12. Le cancer mammaire
Le cancer mammaire de la fillette et de l’adolescente est exceptionnel (une cinquantaine de cas ont été publiés dans la littérature) (20).
Cliniquement, c’est la découverte d’un nodule (mobile ou adhérent à la peau), d’un écoulement ou d’une rétraction du mamelon qui révèlent la tumeur. Il existe souvent un retard dans la réalisation de la biopsie mammaire et donc du diagnostic car la crainte de compromettre le développement du sein est toujours présente.
Le type le plus fréquent est le carcinome juvénile sécrétant dans le cytoplasme des cellules tumorales, on note la présence d’un matériel PAS positif, homogène, éosinophile. Cliniquement, il existe une masse palpable, mobile, circonscrite. Le pronostic est favorable par l’évolution surtout locale sans tendance à la généralisation. Une tumorectomie avec examen extemporané est suffisante comme traitement (21, 22).
Le carcinome lobulaire in situ intéresse les canalicules intralobaires. Il est exceptionnel avant 20 ans, et n’a pas de traduction clinique ou radiologique et il est considéré comme un état pré-invasif.

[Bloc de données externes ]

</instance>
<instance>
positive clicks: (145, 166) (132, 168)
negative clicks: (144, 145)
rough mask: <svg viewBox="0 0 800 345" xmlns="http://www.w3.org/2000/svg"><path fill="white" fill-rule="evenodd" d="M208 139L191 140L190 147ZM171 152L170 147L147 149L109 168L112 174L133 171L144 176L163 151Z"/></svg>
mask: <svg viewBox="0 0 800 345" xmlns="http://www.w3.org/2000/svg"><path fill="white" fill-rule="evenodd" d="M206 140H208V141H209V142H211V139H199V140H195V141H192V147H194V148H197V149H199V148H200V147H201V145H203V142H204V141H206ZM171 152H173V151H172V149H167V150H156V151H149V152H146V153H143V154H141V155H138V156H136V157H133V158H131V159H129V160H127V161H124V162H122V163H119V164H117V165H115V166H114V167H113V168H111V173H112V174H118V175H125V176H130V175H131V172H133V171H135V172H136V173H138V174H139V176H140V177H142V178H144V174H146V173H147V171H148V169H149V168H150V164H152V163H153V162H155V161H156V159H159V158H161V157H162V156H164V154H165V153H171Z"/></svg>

13. Les métastases mammaires
Les métastases mammaires sont rares chez l’adolescente. Elles surviennent soit par voie hématogène, soit par voie lymphatique. Les tumeurs primitives les plus fréquentes sont les lymphomes non hodgkiniens, les rhabdomyosarcomes, les leucémies (23-27). Plus rarement, les histiocytoses et les médulloblastomes peuvent donner des localisations secondaires dans le sein.
L’aspect échographique des métastases a été rarement décrit dans la littérature. Des nodules hypo-échogènes peuvent être visibles en échographie. Nous avons observé chez cinq adolescentes des nodules hétérogènes dont le grand axe est parfois perpendiculaire à la peau. L’aspect échographique n’est pas spécifique. Cependant, l’échographie est indispensable pour attirer l’attention sur des images qui ne correspondent pas à une pathologie à priori bénigne. Elle peut être utile lors d’une cytoponction.
La mammographie dans 2 de nos 5 cas ne retrouve pas de micro-calcifications et montre des seins denses peu analysables. La biopsie reste l’examen de dernière intention et affirme le diagnostic de métastases.

14. Conclusion
Les principaux diagnostics à envisager en présence d’une lésion mammaire survenant chez une fillette ou une adolescente ont été revu dans ce cours. La bénignité est la règle mais il faut connaître la possibilité de lésions malignes, en particulier d’origine métastatique.
L’examen de première intention est l’échographie, accessible pour le radiopédiatre ; en fonction du tableau clinique, des résultats, une orientation diagnostique pourra être envisagée. Au moindre doute, une consultation spécialisée peut permettre de préciser ce diagnostic. La biopsie mammaire, source d’hypoplasie, sera réalisée en seconde intention.

15. Références :
L’essentiel de ce texte est issu du livre de référence de M. Boisserie-Lacroix. Sénologie de l’enfant et de l’adolescente. Flammarion, Paris, 1998.